Islam membolehkan pengaturan kelahiran, namun tidak membenarkan pemaksaan dan penghentian total reproduksi dengan cara vasektomi yang hasilnya permanen. Kebijakan bansos bersyarat vasektomi bahkan dapat dikategorikan sebagai bentuk penindasan, karena menjadikan hak sosial warga bergantung pada pengendalian tubuh mereka.

Islam memandang bahwa setiap anak yang lahir ada jaminan rezeki dari Allah. Maka, tugas lanjutannya adalah mengelola bumi dengan baik dan menciptakan sistem distribusi kekayaan yang adil agar setiap ayah yang pulang mampu membawa cukup uang untuk keluarganya, agar seorang Ibu berbelanja bisa sesuai dengan kebutuhannya, agar seorang kakak mudah mendapat pekerjaan impiannya, atau adik yang tidak terancam pendidikannya.

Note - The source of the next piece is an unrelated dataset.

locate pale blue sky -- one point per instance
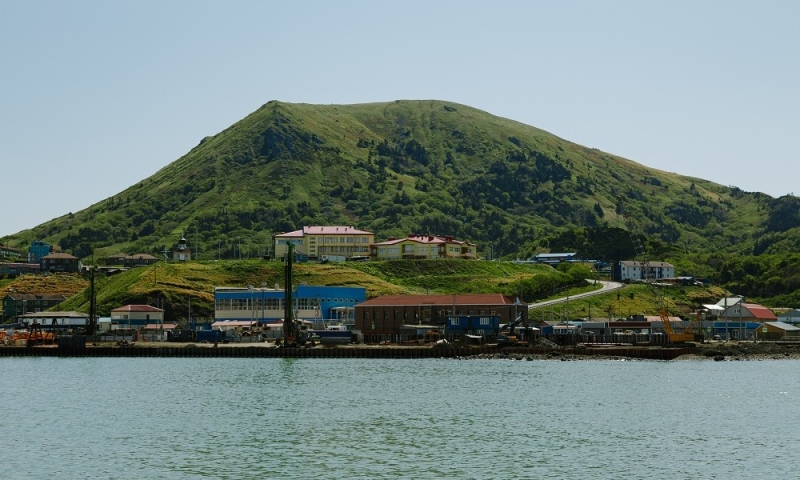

 Islam menolak kapitalisme yang hanya menguntungkan segelintir orang dan menciptakan kemiskinan struktural yang massal. Solusi Islam bukan membatasi kelahiran, melainkan menata ulang sistem ekonomi agar berkeadilan, kepemilikan rakyat atas sumber daya dan tanggung jawab penuh negara terhadap pemenuhan kebutuhan mereka.

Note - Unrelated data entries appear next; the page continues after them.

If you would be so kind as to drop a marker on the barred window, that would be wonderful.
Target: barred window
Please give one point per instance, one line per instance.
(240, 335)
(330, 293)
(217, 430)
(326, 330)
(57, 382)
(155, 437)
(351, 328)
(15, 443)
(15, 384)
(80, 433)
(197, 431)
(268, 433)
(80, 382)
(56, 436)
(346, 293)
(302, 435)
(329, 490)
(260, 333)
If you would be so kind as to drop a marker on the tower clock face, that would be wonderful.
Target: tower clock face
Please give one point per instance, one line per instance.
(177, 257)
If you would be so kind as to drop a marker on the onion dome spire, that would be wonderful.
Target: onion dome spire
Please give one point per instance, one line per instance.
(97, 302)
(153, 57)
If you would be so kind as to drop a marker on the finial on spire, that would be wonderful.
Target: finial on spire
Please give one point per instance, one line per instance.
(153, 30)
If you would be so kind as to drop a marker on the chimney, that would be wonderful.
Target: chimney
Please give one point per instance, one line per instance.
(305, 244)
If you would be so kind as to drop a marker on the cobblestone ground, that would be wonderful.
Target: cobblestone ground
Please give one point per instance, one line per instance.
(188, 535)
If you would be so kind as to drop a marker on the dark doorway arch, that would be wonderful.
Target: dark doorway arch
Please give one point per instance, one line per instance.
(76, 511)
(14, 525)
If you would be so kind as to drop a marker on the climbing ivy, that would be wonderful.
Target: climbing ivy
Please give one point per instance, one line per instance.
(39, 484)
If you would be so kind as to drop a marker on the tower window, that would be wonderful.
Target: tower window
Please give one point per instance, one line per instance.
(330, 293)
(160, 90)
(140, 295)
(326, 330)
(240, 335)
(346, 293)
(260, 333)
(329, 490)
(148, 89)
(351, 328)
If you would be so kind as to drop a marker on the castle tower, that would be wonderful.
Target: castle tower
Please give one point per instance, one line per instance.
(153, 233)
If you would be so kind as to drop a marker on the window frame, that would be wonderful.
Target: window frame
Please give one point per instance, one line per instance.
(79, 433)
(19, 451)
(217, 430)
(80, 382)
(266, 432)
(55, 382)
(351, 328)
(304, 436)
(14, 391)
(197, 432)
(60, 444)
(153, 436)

Sudah saatnya narasi sumbang yang menyalahkan rakyat miskin dihentikan. Bukan jumlah anak yang perlu diubah, tetapi sistem ekonomi yang diubah karena gagal menciptakan kesejahteraan yang merata. Sudah saatnya sistem ekonomi Islam mulai didiskusikan, karena ia menempatkan manusia dan keadilan sebagai pusat kebijakan.

Sudah saatnya narasi yang menyalahkan rakyat miskin dihentikan. Bukan jumlah anak yang perlu dibatasi, tetapi sistem ekonomi yang harus dibenahi. Ketimpangan ekonomi harus ditangani dengan reformasi struktural, bukan dengan pengendalian tubuh warga miskin. Pemerintah dan masyarakat sipil perlu membuka ruang diskusi kebijakan yang lebih adil, termasuk mengevaluasi sistem distribusi kekayaan, memperluas akses perlindungan sosial, dan mempromosikan ekonomi berbasis keadilan distributif.

Selain itu, sudah waktunya sistem ekonomi Islam dipertimbangkan sebagai alternatif: bukan karena identitas agama semata, tetapi karena menawarkan model keseimbangan antara hak individu, tanggung jawab sosial, dan keadilan struktural. Inilah langkah konkret untuk menciptakan kesejahteraan yang sejati, bukan sekadar kosmetik kebijakan yang represif.